Most clients (81%) plan to pass on real estate to spouses or children. Many also intend to reinvest inherited assets (50%), maintain existing portfolios (42%), or invest in real estate (36%). Other planned uses include funding children’s or grandchildren’s education (27%), charitable giving (16%), debt repayment (11%), and supporting retirement income (29%).

“The upcoming wave of intergenerational wealth transfer represents both a challenge and an opportunity – especially in Poland, where this phenomenon is still relatively new. It offers financial institutions the chance to build trust and long-term relationships, as seen in international practice,” said Stępiński.

Growing Interest in Alternative Investments

While financial performance remains the main driver in choosing a wealth manager, diversification is becoming increasingly important. Half of respondents (up from 36% in 2022) now see access to diverse products – including digital assets – as a key factor when selecting a provider.

Currently, 70% of clients still invest in cash equivalents, but interest in alternatives is growing:

  • 51% hold alternative assets (e.g., hedge funds, private equity, or real estate)
  • 53% invest in index funds and ETFs, while another 29% are considering them

However, demand often exceeds advisory focus: 27% of clients want to learn more about alternatives, but only 15% have discussed them with advisors.
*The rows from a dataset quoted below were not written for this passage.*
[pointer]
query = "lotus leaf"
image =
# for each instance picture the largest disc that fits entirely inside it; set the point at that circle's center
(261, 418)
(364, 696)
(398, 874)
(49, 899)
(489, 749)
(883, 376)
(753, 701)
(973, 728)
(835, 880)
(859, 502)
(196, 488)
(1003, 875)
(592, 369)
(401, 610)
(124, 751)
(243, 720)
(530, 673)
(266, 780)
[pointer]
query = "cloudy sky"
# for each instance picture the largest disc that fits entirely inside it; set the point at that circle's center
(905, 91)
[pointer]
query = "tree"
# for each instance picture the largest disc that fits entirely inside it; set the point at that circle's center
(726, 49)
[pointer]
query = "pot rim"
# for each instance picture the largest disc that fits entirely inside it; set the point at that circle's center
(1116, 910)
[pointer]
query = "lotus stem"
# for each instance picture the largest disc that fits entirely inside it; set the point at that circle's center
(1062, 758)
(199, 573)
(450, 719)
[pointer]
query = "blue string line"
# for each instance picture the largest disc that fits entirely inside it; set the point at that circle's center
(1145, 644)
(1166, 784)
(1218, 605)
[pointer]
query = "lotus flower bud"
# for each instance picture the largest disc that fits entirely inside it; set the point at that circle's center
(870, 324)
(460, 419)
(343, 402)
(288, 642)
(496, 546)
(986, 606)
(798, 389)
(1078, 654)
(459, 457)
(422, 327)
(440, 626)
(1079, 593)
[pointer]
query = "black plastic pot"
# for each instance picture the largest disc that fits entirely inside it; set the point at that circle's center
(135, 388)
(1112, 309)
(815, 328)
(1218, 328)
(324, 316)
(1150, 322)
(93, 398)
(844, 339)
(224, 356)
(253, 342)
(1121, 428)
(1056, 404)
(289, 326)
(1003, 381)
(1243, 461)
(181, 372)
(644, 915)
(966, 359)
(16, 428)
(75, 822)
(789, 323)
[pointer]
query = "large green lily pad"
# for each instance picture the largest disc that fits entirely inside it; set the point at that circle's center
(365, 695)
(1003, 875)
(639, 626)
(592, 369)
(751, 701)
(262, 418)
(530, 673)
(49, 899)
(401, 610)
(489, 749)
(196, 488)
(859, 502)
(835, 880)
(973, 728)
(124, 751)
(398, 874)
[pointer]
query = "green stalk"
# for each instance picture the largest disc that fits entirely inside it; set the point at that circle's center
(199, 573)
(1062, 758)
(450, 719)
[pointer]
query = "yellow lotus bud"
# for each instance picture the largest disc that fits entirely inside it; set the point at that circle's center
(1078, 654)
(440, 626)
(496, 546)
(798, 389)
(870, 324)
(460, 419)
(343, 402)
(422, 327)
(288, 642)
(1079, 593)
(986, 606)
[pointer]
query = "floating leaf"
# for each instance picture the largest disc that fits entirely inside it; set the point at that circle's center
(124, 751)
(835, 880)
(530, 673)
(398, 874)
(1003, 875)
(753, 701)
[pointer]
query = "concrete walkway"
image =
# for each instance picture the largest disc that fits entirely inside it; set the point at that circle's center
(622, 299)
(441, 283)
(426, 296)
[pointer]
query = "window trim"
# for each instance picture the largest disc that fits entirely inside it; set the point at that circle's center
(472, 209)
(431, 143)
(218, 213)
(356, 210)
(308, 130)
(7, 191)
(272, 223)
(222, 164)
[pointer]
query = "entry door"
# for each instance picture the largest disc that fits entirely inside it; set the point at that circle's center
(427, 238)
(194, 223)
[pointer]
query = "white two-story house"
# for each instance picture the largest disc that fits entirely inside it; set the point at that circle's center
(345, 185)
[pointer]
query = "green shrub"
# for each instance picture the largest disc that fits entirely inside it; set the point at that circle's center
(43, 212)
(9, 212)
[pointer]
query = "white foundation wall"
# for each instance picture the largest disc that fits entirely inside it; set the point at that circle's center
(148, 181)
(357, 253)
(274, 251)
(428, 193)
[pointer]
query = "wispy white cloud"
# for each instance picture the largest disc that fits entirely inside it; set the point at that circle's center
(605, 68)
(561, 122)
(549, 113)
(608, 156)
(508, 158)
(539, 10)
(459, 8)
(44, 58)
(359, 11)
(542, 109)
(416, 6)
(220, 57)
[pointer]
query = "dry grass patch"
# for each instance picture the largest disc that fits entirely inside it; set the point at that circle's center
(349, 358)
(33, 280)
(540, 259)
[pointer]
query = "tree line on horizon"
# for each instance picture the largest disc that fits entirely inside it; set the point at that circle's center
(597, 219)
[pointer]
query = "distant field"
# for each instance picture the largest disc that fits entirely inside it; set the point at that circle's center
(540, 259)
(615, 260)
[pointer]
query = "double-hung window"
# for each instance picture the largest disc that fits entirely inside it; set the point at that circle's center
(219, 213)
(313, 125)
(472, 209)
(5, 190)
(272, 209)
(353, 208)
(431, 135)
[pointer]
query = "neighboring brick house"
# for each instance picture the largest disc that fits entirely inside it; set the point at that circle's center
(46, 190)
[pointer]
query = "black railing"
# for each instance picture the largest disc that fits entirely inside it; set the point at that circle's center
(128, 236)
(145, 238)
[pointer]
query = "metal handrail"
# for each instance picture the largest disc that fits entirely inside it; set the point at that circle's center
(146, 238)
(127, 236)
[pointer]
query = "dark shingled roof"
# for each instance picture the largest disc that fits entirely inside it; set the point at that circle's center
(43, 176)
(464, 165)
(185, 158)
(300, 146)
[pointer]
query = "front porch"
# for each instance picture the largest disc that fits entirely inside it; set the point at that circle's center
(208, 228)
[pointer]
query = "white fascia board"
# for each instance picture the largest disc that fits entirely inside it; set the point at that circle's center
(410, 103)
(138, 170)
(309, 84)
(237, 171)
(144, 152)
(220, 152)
“Clients are showing growing interest in alternative investments. Advisors should present a full spectrum of opportunities, tailored to risk profiles and expected returns. Trends such as the integration of digital assets with traditional finance make this space more accessible, even for cautious investors,” Stępiński noted.

Can AI Replace Wealth Advisors?

Currently, about 29% of assets are self-managed by investors – a figure likely to rise with the spread of AI-based tools. Already, 60% of clients, including high-net-worth individuals, expect AI to play a major role in managing their wealth. Trust in AI is highest among millennials: 63% would follow AI investment recommendations without human oversight.

“AI is entering wealth management with force, enabling rapid and precise analysis of vast data sets – also for clients themselves. Agentic AI, or personalized AI agents, is emerging as a trend, offering clients more frequent and higher-quality interaction. However, empathy and human experience remain irreplaceable. Advisors are increasingly valued as trusted consultants who understand client needs and market realities – providing security in uncertain times,” concluded Stępiński.

About the Report

The 2025 EY Global Wealth Research Report was conducted between October and December 2024 using both qualitative and quantitative methods. It surveyed over 3,600 respondents across asset classes ranging from $250,000 to over $30 million in wealth. Participants came from 30 countries, including the US, Canada, Brazil, Mexico, major European states, GCC countries, Australia, China, India, Japan, and Southeast Asia.